Putting up his hands in feigned surrender, Ferguson grinned broadly, “I come in peace father. I’m here just as a man, not as an envoy of Eden.”
“Forgive me if I don’t believe you, there are few forces on this planet more formidable than your Godforsaken company. Call me Eden-shy,” Patrick explained with a sideways glance.
“Fine, fine, but let me explain,” Ferguson slid forward in his chair leaning towards the priest. “As a priest, you are passable, but as a scientist, your theories and studies have sent shockwaves through the world of genetics. While many scoffed at your attempts to combine the worlds of science and religion, there are a select few of us that saw the brilliance in the concepts you expounded.”
Patrick was never one to revel in praise, pride was a sin after all, but he appreciated that others in the scientific world had discerned the nobility in his theories.
“You spent three straight years researching spiritual implications of sci-birthing,” Ferguson continued. “Your work turned up some fascinating and controversial discoveries, but when you were on the verge of proving your final hypotheses the proverbial rug was pulled out from beneath you.”
“Please excuse me Mr. Ferguson, but my research was classified, no one ever saw it. Even I was denied access to my materials once my project was deemed to be ‘without merit’,” Patrick spat these final words with a scowl.
Ferguson smiled, “And you’re almost correct…almost. The average person would never have gotten their hands on your research, but a global corporation with its fingers in everything is not an ‘average person’.”
“So, you’re telling me that the Vatican simply handed over documents they considered highly sensitive to the very source of the investigation because Eden Corp. flexed its muscles?”
The bald man’s smile broadened, “No, I’m telling you that the Vatican halted your study because Eden Corp. ‘flexed its muscles’ as you say.”
“The VATICAN was influenced by a company? Mr. Ferguson, I, of all people, do not doubt the extent of Eden’s influence, but this is a stretch.”
“Father, even as a man of the cloth you must know that the Church has bent many of its own rules over the years to suit its needs.”
“And what was the church’s needs here?” Patrick asked skeptically.
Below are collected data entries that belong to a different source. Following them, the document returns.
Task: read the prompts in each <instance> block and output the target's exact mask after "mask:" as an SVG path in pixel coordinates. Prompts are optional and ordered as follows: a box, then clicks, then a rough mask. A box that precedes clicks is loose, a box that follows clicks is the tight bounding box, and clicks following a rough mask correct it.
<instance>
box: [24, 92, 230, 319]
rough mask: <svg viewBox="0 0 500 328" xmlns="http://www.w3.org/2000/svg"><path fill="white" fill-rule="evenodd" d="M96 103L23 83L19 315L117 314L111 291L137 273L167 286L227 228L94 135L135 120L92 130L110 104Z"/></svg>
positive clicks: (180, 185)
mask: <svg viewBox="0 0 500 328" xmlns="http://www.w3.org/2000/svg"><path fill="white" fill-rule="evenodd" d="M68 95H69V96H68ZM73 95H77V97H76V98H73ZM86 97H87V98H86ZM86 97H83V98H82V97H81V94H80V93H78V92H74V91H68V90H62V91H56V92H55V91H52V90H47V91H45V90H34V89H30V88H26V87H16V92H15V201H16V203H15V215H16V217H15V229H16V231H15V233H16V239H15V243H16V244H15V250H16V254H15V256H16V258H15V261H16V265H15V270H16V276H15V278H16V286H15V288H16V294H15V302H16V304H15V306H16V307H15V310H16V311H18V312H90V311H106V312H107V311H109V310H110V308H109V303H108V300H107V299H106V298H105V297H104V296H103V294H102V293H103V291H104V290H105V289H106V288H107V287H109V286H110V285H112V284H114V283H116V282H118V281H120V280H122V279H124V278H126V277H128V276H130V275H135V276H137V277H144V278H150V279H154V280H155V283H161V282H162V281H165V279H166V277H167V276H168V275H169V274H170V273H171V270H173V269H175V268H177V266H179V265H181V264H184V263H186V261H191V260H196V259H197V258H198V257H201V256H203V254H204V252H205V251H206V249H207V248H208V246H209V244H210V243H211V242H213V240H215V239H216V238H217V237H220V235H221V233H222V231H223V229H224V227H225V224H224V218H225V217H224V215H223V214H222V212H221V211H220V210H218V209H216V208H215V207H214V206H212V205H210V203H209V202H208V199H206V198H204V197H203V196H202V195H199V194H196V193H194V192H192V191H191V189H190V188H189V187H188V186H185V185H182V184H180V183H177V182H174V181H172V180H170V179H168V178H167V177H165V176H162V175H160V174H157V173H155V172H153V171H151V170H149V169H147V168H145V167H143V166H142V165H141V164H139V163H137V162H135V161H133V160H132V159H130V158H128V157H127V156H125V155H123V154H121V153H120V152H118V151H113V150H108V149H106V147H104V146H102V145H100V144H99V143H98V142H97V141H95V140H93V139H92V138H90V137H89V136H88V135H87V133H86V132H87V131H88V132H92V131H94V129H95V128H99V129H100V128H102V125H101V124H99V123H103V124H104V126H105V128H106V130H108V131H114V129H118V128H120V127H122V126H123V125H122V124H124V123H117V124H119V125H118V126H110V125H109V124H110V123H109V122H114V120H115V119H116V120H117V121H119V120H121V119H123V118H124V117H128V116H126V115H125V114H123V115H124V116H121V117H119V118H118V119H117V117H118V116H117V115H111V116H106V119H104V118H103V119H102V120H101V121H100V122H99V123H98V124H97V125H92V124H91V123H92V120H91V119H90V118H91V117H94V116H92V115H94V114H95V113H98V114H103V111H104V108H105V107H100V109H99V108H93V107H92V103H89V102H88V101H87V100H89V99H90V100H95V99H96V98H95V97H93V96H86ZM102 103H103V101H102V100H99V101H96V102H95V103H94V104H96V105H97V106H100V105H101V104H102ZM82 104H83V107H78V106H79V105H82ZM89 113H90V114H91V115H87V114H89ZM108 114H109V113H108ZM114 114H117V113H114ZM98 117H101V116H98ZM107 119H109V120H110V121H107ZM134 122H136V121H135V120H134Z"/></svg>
Ferguson waved his hands and winced, “No, no, this isn’t about the politics of the church or international business. This is about you and your work.”
Patrick remained silent; his heart was always with the Church but as a man of reason he was never able to ignore the gaping holes in Catholic dictum.
“Regardless, now your company has my work and I’m sure it’s been destroyed,” the priest stated plainly.
Ferguson shook his head, “we are men of science - regardless of the repercussions we could not destroy such promising research. Yes, the heads of the business arm of Eden Corp. wanted it incinerated, but we convinced them to lock it away for future study and consideration.”
Patrick sighed impatiently, “How does this all involve me, sir?”
“Father, I want you to pick up where you left off, I want you to continue your research and I will personally foot the bill.”
The priest felt his eyes open wide as he tried futilely to mask his surprise, “Pardon?”
“I want you to prove your theory; I will give you your papers and more. You will have hands-on access to test subjects, the best equipment money can buy, our own competing data, and anything else you deem necessary. I am handing you the keys to the kingdom. Have at it?”
Feeling like the butt of some cruel prank Patrick could only muster, “but, why?”
Ferguson’s eyes grew dark as his brow furrowed deeply, “because I believe you, and you alone may be the only chance I have to save my unborn son.”